After confirmed Russian interference in the 2016 election, securing election equipment is more important than ever. Rachel Tobac, co-founder and chief executive of SocialProof Security, said we still have a way to go.

“I worked alongside other hackers in Voting Village to test an exploit on a voting machine used in the 2018 general election in Williamsburg, VA and we found we were able to break out of the voting terminal and affect the memory, crashing the machine, in less than one minute using only a USB keyboard,” Tobac said.

Because electronic election equipment has security flaws and some are even left connected to the internet, potentially allowing bad actors to manipulate voting results, many have called on states to use paper-verified ballots to help prevent tampering or computer error. Tobac said voter-marked paper ballots along with computer counting — and an audit to verify those counts — would be a major step to securing future elections.

“This will take time, government pressure and funding,” she said. “In the meantime, we have to encourage everyone to vote despite security concerns — because of course, if we don’t vote we self-own.”

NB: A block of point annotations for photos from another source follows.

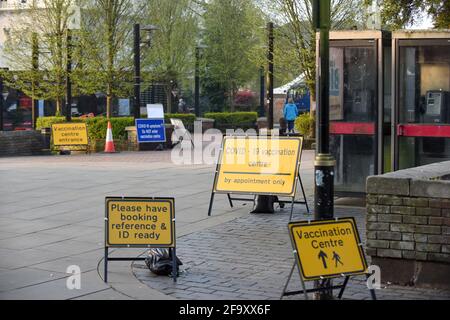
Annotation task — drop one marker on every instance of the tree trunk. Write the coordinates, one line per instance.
(312, 113)
(169, 99)
(58, 108)
(232, 106)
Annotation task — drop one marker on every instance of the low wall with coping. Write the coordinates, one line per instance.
(408, 225)
(22, 143)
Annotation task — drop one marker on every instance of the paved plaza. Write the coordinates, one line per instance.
(52, 217)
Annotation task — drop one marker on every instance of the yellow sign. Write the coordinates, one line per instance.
(140, 222)
(259, 165)
(69, 134)
(327, 248)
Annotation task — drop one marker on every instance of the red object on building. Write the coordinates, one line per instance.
(423, 130)
(364, 128)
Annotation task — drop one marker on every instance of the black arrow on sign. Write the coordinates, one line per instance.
(322, 255)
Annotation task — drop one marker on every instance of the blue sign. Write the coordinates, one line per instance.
(150, 130)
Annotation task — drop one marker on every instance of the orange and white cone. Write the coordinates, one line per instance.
(109, 145)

Open-source intelligence and corporate scamming

There are so many scams, it’s hard to keep up. One of the big takeaways for IBM’s Stephanie Carruthers, a white hat hacker and social engineering expert, was how hackers are using open-source intelligence (OSINT) — information that’s already out in the public — to target companies with scams.

You’ve probably seen them already. Those W-2 scams involve scammers sending trick emails to senior executives in a company to try to convince them into turning over W-2 tax forms. From there, scammers file false returns and fraudulently claim their victims’ refunds.

“It was apparent that Def Con 27’s Social Engineering Capture The Flag (SECTF) winner invested a lot of time performing open-source intelligence gathering against her target company,” said Carruthers. “She crafted her pretexts custom to the organization’s environment and was able to build trust with targets immediately, which allowed her to elicit sensitive information, in real-time, on the phone.”

Carruthers said it’s an area where we’re likely to see more targeted attacks in the future — “a focus on thorough OSINT with custom pretexts and less ‘spray and pray’ style social engineering campaigns,” she said.

Defending the network without snake-oil

There’s are a near-limitless number of platforms, services, white boxes, black boxes, servers, solutions and technologies slated to protect networks from outside threats.

Many of them claim and promise, but do little to step in between the threats and their network without a ream of false positives first.

Johnny Xmas, director at anti-bot startup Kasada, said network defenders are inundated with a “snake oil concoction” of machine learning and artificial intelligence technologies that try to brute-force their jobs for them. Even the newer approaches are “still also relying almost entirely on defensive methodologies invented in the 1990s,” he told TechCrunch.

“Attackers, on the other hand, are becoming more efficient, utilizing mostly basic automation, GPU computing and yes: some properly-implemented machine learning, to make short work of large, repetitive tasks,” he said.

That, he said, is creating “nearly-guaranteed return of investment on the attacker side,” making it better than ever to go black hat.